You should have noticed that the graph in the Allocations track has been rising. This is telling you that memory is being allocated. It’s this feature that will guide you to finding unbounded memory growth.

What you’re going to perform is a generation analysis. To do this, press the button called Mark Generation. You’ll find the button at the top of the Display Settings inspector:

(opens new window)

Press it and you will see a red flag appear in the track, like so:

(opens new window)

The purpose of generation analysis is to perform an action multiple times, and see if memory is growing in an unbounded fashion. Drill into a search, wait a few seconds for the images to load, and then go back to the main page. Then mark the generation again. Do this repeatedly for different searches. After a drilling into a few searches, Instruments will look like this:

(opens new window)

At this point, you should be getting suspicious. Notice how the blue graph is going up with each search that you drill into. Well, that certainly isn’t good. But wait, what about memory warnings? You know about those, right? Memory warnings are iOS’s way of telling an app that things are getting tight in the memory department, and you need to clear out some memory.

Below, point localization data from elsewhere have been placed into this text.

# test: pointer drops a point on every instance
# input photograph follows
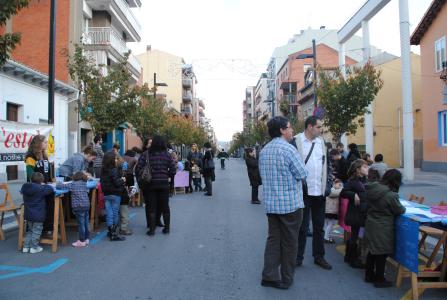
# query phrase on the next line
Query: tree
(8, 41)
(346, 99)
(107, 98)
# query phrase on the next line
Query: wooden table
(59, 223)
(59, 219)
(412, 249)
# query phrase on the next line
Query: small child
(34, 194)
(196, 175)
(332, 203)
(80, 204)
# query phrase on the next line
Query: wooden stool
(7, 206)
(58, 222)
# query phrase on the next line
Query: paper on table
(418, 211)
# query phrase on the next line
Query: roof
(427, 20)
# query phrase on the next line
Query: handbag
(304, 183)
(145, 174)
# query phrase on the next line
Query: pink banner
(181, 179)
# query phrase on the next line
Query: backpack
(144, 174)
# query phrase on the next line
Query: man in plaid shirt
(282, 170)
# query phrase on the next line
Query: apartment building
(431, 34)
(303, 41)
(103, 26)
(160, 67)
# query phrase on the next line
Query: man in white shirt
(312, 149)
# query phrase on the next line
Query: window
(12, 172)
(440, 55)
(443, 128)
(12, 112)
(306, 67)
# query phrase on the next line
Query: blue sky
(230, 41)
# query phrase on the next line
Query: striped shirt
(282, 170)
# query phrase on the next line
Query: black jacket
(253, 171)
(112, 182)
(34, 198)
(356, 215)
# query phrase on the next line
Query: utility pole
(51, 62)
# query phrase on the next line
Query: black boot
(152, 222)
(355, 261)
(167, 220)
(158, 222)
(115, 236)
(347, 252)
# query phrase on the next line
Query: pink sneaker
(79, 244)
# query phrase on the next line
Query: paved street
(214, 251)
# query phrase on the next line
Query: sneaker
(35, 250)
(321, 262)
(79, 244)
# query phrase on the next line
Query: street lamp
(157, 84)
(314, 56)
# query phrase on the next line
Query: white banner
(15, 138)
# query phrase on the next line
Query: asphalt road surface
(214, 251)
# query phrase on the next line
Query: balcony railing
(187, 96)
(124, 6)
(106, 36)
(187, 83)
(133, 61)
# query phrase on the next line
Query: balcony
(186, 109)
(105, 38)
(187, 96)
(187, 83)
(122, 15)
(201, 104)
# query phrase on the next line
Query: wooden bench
(7, 206)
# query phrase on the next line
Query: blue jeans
(112, 209)
(82, 217)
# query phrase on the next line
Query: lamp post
(51, 62)
(314, 57)
(157, 84)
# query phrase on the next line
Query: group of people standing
(117, 183)
(303, 180)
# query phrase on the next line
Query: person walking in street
(80, 204)
(355, 191)
(222, 156)
(282, 171)
(34, 194)
(194, 153)
(383, 208)
(253, 174)
(36, 160)
(196, 176)
(78, 162)
(97, 163)
(112, 184)
(208, 169)
(156, 192)
(312, 150)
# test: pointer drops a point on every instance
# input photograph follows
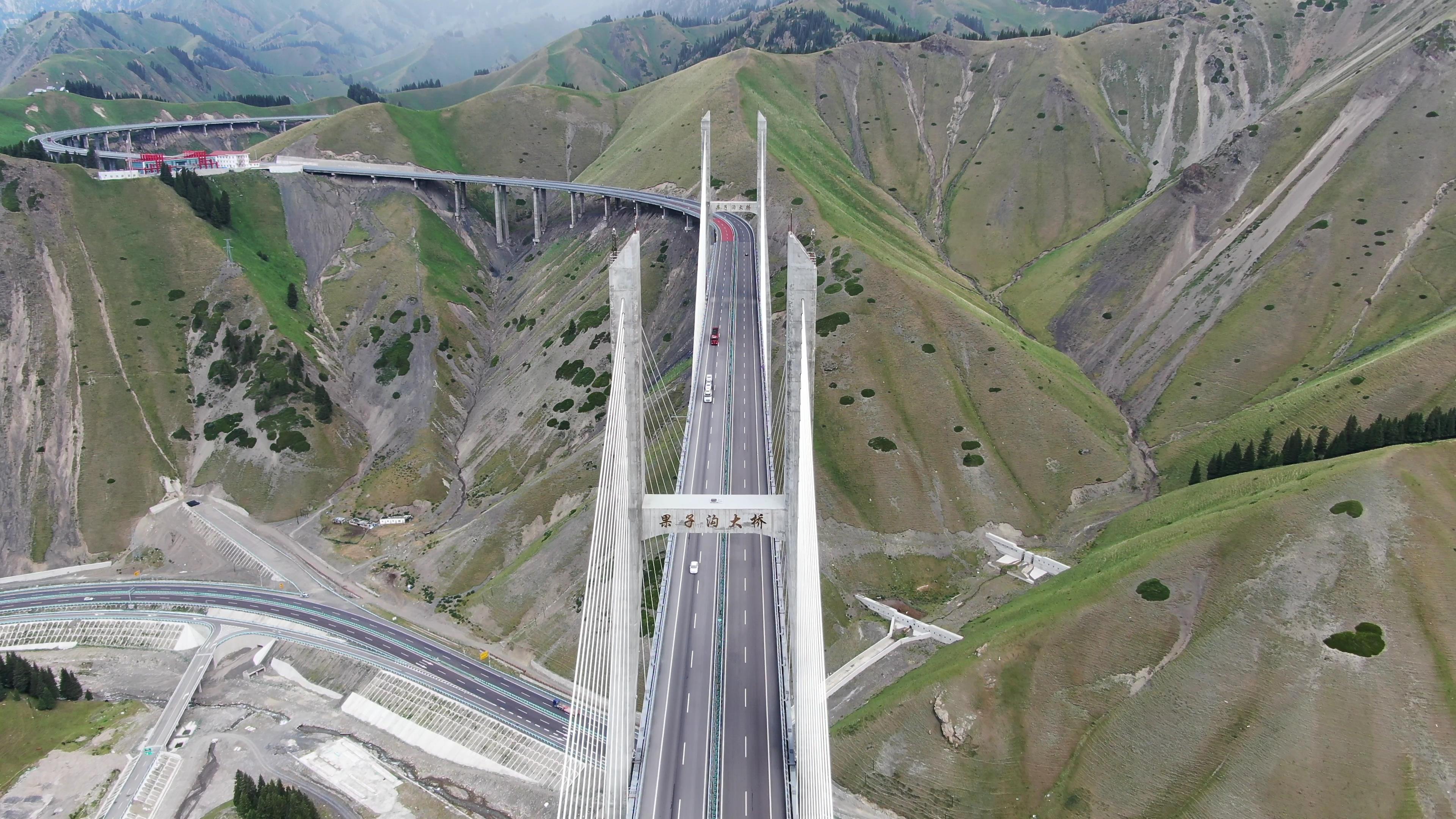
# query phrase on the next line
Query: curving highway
(507, 698)
(75, 142)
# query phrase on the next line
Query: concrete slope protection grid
(515, 701)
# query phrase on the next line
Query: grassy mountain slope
(627, 53)
(602, 57)
(1085, 700)
(1301, 248)
(520, 132)
(101, 336)
(921, 356)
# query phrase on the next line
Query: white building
(232, 159)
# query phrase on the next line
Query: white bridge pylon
(605, 736)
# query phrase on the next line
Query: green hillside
(1087, 700)
(631, 52)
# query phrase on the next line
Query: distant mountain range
(265, 46)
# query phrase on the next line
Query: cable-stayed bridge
(700, 681)
(733, 717)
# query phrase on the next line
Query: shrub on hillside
(830, 323)
(1366, 640)
(1154, 589)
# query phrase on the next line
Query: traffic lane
(433, 659)
(753, 734)
(753, 764)
(676, 777)
(685, 750)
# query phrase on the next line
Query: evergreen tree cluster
(894, 31)
(207, 203)
(85, 88)
(260, 100)
(260, 799)
(806, 31)
(1299, 448)
(972, 22)
(31, 679)
(363, 94)
(1020, 33)
(27, 149)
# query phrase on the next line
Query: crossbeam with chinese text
(714, 515)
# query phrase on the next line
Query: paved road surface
(736, 581)
(515, 701)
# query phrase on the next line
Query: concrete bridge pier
(538, 219)
(503, 226)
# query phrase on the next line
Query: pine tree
(225, 210)
(1266, 452)
(71, 687)
(1289, 454)
(21, 675)
(1234, 461)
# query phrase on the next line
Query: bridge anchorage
(700, 682)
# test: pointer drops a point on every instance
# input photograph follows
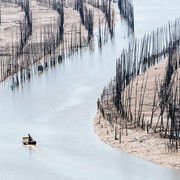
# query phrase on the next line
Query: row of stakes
(26, 74)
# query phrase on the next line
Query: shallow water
(58, 107)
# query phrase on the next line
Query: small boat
(28, 141)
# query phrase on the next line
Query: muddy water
(58, 107)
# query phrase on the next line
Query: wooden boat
(26, 141)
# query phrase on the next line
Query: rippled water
(58, 107)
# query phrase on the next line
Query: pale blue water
(58, 107)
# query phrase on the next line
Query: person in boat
(30, 138)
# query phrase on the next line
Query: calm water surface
(58, 107)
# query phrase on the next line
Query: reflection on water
(57, 108)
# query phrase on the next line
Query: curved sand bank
(136, 141)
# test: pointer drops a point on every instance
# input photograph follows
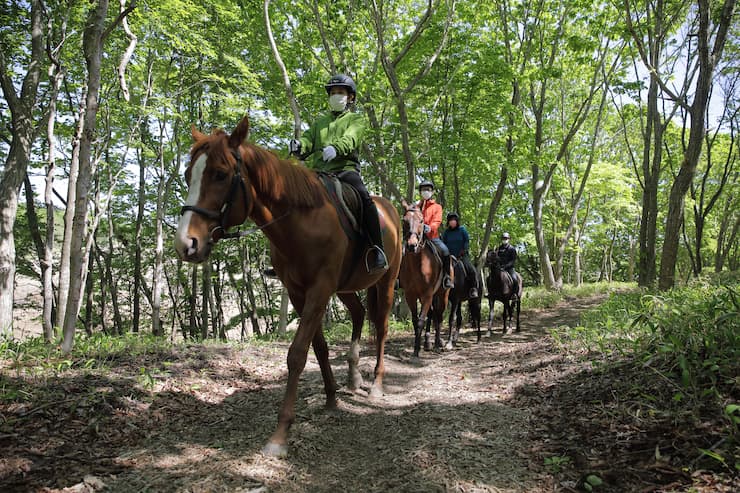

It’s possible that this growth is not just due to your app; it could be something in the depths of UIKit that’s holding onto memory. Give the system frameworks and your app a chance to clear their memory first before pointing a finger at either one.

Simulate a memory warning by selecting Instrument\Simulate Memory Warning in Instruments’ menu bar, or Hardware\Simulate Memory Warning from the simulator’s menu bar. You’ll notice that memory usage dips a little, or perhaps not at all. Certainly not back to where it should be. So there’s still unbounded memory growth happening somewhere.

The reason for marking a generation after each iteration of drilling into a search is that you can see what memory has been allocated between each generation. Take a look in the detail panel and you’ll see a bunch of generations.